Use your machine’s standard zig-zag stitch to sew along (and just slightly over) the edge of the hat to attach it to the headband with a 1/4-1/2 inch seam allowance inside the hat. Don’t worry if the headband moves a little vertically making your seam allowance inconsistent. As long as you have at least 1/4 inch you should be fine. It’s most important to get the horizontal distribution right so pay attention to those matching dots. You will need to use your hands to manipulate the elastic band through the machine as it will want to squeeze shut and stay put instead of moving with the feed dogs (feed dogs are those teeth like things under the needle that help the fabric move from the front of the machine to the back of the machine).

Once you’ve accomplished that task, stop and admire your work! You’re nearly done, the most difficult part is over, and the hat is looking great!

Toy Story Alien Infant's Costume Hat so far....

If you’re making a Toy Story Alien like me, the only thing left is to add one giant eye (the aliens in the movie had 3 but you’re kid already has two so adding just one central eye should create the right effect).  Since sewing in a circle is hard at any size and doubly difficult in small scale, I suggest either using embroidery thread to create a small knot in the middle or hot gluing your eye to your hat. (Please be sure baby isn’t modeling it at the time!!!) If you can find a large enough googly eye to purchase, great! Glue that thing on and you’re done! (But keep in mind you’ll need to glue it to the felt portion of the hat since the glue won’t hold well on the headband.) If not, just buy a sheet of white felt and a sheet of black felt (ought to be less than $0.80), cut out one large white circle and one significantly smaller black circle.

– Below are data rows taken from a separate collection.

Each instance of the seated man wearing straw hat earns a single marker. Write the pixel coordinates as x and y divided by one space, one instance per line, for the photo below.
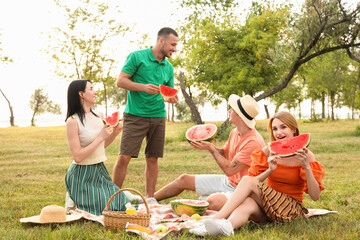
234 158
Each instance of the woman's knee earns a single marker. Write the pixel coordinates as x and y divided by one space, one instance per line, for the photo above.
216 201
185 180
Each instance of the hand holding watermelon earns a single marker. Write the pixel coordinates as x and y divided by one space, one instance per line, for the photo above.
169 94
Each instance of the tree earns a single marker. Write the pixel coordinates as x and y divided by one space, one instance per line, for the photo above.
326 76
10 108
292 96
6 59
84 47
323 26
40 103
350 92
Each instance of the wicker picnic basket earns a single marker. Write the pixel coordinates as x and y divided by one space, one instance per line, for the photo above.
114 220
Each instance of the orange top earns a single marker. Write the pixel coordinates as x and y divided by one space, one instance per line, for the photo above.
239 148
290 180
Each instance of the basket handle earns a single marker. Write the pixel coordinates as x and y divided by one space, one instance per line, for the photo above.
127 189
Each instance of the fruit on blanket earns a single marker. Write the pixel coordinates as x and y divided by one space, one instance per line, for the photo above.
196 217
167 92
113 120
161 229
201 132
288 146
189 207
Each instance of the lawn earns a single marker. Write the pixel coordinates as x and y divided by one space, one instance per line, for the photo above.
34 160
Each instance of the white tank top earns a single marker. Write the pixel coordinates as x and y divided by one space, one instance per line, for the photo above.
87 134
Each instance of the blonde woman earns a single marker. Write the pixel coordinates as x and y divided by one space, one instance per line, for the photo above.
280 199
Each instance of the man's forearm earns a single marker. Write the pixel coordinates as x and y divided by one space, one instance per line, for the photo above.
229 168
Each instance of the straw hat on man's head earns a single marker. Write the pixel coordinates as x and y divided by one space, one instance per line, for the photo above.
51 214
246 107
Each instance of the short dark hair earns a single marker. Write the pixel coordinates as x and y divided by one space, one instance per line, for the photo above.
165 32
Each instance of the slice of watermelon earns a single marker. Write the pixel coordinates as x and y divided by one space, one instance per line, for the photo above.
288 146
201 132
167 92
113 120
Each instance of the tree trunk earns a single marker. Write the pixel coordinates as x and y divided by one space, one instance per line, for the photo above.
332 99
267 111
10 108
105 99
195 115
312 114
173 112
323 105
33 120
168 113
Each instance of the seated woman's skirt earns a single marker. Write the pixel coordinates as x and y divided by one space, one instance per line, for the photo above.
280 207
90 187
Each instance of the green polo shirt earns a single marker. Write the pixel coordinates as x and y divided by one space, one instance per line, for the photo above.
144 68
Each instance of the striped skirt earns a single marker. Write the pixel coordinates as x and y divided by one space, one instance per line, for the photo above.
278 206
90 187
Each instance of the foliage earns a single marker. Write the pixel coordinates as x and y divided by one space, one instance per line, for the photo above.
33 177
40 103
326 75
291 96
350 91
223 56
81 49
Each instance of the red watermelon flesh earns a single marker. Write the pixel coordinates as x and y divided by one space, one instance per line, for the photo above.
288 146
113 119
201 132
167 91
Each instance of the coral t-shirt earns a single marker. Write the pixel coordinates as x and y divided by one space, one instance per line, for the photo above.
240 148
290 180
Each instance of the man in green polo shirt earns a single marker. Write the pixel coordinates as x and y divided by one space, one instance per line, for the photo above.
145 113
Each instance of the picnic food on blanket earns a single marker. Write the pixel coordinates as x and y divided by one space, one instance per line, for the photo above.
51 214
130 209
189 206
169 218
132 226
288 146
162 229
201 132
196 217
113 120
167 92
114 220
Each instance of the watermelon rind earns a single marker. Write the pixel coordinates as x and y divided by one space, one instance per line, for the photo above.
209 138
167 96
286 148
189 206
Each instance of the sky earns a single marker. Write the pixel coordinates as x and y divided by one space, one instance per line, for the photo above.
24 26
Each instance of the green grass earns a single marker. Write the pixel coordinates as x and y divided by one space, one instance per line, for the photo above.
34 160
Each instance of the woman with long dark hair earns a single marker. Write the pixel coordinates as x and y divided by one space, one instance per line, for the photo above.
87 179
280 198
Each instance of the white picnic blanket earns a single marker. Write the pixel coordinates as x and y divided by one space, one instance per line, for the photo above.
159 211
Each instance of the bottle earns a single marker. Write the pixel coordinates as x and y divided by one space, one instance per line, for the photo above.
130 209
133 226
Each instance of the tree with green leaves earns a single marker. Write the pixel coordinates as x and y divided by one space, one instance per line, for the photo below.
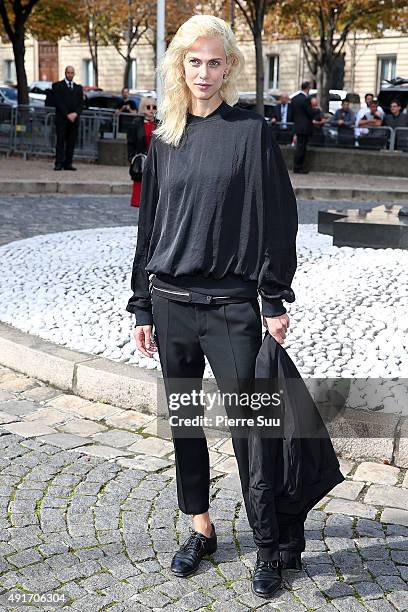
14 16
324 27
254 12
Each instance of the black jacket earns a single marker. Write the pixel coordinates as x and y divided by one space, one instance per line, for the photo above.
218 208
136 137
299 470
302 114
277 113
67 101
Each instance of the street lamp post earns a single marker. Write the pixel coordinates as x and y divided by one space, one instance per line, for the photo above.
160 42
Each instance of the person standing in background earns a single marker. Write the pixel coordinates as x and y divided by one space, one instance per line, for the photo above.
282 112
303 116
68 99
126 105
138 139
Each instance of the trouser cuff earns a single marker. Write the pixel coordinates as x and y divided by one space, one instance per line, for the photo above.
268 554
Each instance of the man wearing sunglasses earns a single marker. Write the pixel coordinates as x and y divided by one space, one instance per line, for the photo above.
138 139
126 105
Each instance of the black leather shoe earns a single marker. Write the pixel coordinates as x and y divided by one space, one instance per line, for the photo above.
267 578
291 559
188 557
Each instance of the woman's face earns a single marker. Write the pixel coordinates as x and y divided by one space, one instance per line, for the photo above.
205 63
150 109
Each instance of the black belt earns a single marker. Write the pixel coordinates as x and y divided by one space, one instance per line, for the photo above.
179 294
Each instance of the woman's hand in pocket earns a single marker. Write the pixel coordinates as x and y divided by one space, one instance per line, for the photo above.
277 326
144 340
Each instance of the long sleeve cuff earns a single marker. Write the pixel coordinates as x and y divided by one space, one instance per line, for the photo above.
143 316
272 307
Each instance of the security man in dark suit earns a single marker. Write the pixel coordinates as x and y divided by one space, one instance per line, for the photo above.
68 99
303 120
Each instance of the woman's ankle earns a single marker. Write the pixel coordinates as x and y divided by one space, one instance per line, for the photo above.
202 524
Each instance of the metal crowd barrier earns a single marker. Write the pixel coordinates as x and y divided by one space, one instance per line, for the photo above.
374 138
31 130
7 119
401 139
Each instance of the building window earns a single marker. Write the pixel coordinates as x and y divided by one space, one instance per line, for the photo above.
273 71
9 71
386 70
88 72
132 79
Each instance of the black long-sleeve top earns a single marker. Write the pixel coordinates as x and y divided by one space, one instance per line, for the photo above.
217 213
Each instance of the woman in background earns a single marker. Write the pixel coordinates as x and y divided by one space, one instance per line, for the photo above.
138 139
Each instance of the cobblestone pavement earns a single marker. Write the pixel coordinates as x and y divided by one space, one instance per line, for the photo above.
88 516
26 216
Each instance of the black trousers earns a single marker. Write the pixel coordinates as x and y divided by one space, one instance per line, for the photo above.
230 336
66 138
300 151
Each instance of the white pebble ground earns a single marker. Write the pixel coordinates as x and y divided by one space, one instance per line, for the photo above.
349 318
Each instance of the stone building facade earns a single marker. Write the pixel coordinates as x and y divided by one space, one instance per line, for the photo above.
367 62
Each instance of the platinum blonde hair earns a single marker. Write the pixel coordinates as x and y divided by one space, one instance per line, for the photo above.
173 107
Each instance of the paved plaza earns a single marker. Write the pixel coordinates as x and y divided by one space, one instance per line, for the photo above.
88 507
88 516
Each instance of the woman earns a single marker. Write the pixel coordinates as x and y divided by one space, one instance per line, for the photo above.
138 138
217 224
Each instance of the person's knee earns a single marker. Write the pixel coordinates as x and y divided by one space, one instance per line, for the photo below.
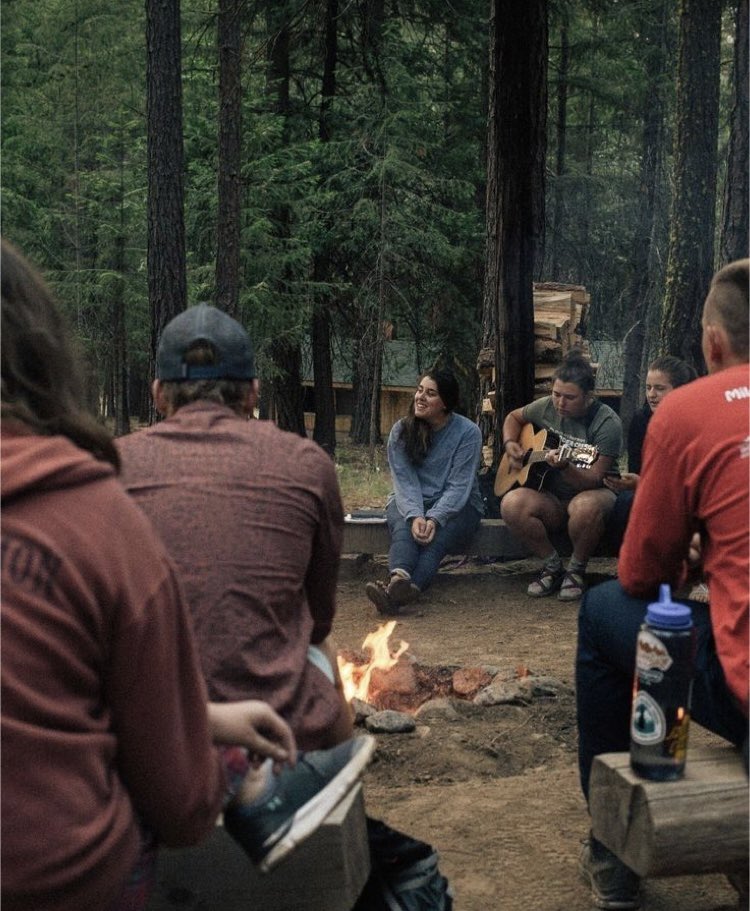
513 507
596 605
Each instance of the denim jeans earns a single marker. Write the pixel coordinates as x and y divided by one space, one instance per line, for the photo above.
608 625
421 561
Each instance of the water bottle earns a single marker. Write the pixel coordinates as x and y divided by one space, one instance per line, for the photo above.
665 655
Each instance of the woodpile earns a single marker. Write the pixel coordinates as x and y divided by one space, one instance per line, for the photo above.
560 312
559 317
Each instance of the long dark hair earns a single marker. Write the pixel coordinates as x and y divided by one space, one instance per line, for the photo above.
576 369
416 434
42 385
678 371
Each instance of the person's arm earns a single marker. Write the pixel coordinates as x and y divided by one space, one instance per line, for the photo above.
254 725
660 527
512 427
158 699
461 478
406 486
325 554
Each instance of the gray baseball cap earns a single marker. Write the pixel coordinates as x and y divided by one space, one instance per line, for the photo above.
205 323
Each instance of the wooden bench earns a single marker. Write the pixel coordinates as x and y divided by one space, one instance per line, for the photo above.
493 539
698 824
326 872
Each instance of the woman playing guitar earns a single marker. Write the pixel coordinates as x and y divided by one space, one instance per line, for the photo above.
569 493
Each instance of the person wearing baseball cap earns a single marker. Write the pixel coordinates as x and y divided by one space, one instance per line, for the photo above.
252 516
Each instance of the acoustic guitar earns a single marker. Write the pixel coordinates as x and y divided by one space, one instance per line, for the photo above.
534 468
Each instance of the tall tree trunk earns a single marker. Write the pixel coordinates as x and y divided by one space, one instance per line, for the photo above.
230 156
367 364
325 402
167 282
734 234
119 334
641 292
285 386
561 127
691 243
515 195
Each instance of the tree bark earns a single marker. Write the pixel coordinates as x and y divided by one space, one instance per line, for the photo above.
734 235
325 402
641 293
515 195
167 282
285 385
230 156
561 132
690 263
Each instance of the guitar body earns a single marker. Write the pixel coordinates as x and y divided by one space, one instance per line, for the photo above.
534 467
531 474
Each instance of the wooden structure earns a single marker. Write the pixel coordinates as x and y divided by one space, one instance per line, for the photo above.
326 872
698 824
492 539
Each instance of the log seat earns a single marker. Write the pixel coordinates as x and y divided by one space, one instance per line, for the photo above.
369 535
698 824
326 872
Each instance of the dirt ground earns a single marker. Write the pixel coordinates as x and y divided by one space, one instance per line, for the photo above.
495 790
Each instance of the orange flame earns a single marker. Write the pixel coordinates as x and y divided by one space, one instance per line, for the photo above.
356 678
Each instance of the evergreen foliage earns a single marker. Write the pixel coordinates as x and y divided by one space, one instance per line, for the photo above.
394 202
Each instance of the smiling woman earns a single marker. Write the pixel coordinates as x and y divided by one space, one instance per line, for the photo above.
435 506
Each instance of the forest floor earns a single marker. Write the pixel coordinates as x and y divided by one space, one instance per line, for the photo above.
495 789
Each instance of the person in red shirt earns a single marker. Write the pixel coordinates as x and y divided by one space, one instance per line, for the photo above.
694 479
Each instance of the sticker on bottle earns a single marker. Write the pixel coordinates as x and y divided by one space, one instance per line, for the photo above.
651 653
648 724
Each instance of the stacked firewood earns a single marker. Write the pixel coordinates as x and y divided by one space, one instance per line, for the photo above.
560 312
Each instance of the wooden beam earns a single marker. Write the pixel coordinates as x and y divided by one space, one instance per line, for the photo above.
326 872
698 824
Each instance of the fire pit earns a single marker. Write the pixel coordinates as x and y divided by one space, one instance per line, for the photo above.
396 681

Glue or knot the black circle in the middle of the white circle, then glue or knot both circles to the front, center of your hat, and voila!

Congratulations! You have just completed your Toy Story Alien infant’s costume hat!

Optional Steps & Tips:

* As a mom you know how unpredictable a baby’s growth can be. If you are making your costume a month or more in advance you may want to consider adding a half inch to the diameter measurement (in addition to the 1 inch seam allowance) to leave room for a growth spurt.

* If you want to make a butterfly’s costume hat, simply purchase an extra sheet of felt, fold it in half, draw two antennae, stitch and cut as directed above, then make two openings in the arch of the hat instead of one and stitch the antenna in. A dog’s floppy ears would work the same, except that you may want to use just one layer of felt instead of two to make them more floppy. It’s up to you.